I've never met a turkey I didn't like. Even dried up old curmudgeonous fowl can be artfully disguised in a lovely soft roll slathered with gravy or cranberry sauce. But, turkey and all the trimmings are not "our" holiday, so we often find ourselves aproned and whisk at the ready in someone else's kitchen.
I now travel like Strega Nona with an apron and my favorite whisk. Please don't think you are imposing if you ask me to make the gravy. I was taught by the masters (or mistresses) and make darn good gravy. The secret, said one grandmother, is to keep it HOT. The secret, said another, is to brown the flour. I do both. And when it's hot and bubbling, the quart or two or three stays piping hot in a slow cooker or large thermos jug.
I also bring my own basic ingredient -- raspberry jello (hard to find in London). What's Thanksgiving turkey without Auntie's Cranberry Jello Salad? It's just another dinner. Don't like jello? Don't worry. The traditional American cranberry has enough pectin to congeal in any mold! Cook with sugar and orange peel until thickened and place in a stoneware mold to chill.
The best part about Thanksgiving dinner, I think, is that everyone in our family expects a traditional meal -- turkey, stuffing, gravy, green beans, pumpkin pie. One pie per kid.

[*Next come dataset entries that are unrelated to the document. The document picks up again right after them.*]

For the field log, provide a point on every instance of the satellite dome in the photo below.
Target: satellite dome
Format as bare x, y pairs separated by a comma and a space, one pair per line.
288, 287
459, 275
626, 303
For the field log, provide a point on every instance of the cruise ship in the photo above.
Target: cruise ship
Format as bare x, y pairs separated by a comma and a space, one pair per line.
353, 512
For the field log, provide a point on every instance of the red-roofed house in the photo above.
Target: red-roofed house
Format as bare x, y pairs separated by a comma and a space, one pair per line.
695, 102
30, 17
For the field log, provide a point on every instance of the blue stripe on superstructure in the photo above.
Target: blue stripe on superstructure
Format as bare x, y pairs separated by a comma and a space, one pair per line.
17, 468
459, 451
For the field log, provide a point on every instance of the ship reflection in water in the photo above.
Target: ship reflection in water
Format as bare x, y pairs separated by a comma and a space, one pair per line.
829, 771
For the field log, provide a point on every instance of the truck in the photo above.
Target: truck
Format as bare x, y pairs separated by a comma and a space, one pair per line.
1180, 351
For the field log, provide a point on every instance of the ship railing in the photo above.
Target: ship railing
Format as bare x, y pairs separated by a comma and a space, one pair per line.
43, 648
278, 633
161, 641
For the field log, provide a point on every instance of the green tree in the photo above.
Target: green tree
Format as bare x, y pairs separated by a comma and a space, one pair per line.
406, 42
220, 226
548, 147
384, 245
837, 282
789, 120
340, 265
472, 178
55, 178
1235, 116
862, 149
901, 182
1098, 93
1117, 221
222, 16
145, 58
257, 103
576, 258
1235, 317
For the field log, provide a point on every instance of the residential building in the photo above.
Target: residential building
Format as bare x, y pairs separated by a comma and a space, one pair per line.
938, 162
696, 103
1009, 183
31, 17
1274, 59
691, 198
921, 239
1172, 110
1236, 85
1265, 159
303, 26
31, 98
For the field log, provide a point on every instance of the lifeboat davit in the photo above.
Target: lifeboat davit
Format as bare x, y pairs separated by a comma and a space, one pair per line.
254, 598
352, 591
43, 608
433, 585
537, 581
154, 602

My earliest memory of Thanksgiving is a confusion of people and tables and chairs all set up in my grandparent's front room. I don't remember anything about the meal except I didn't want to eat it. My wise grandmother Arline disappeared into the kitchen and returned with the can of Reddi Whip. Dessert hadn't been served, but she simply filled my plate with whipped cream and sat down at her own place. Now that was a meal to remember.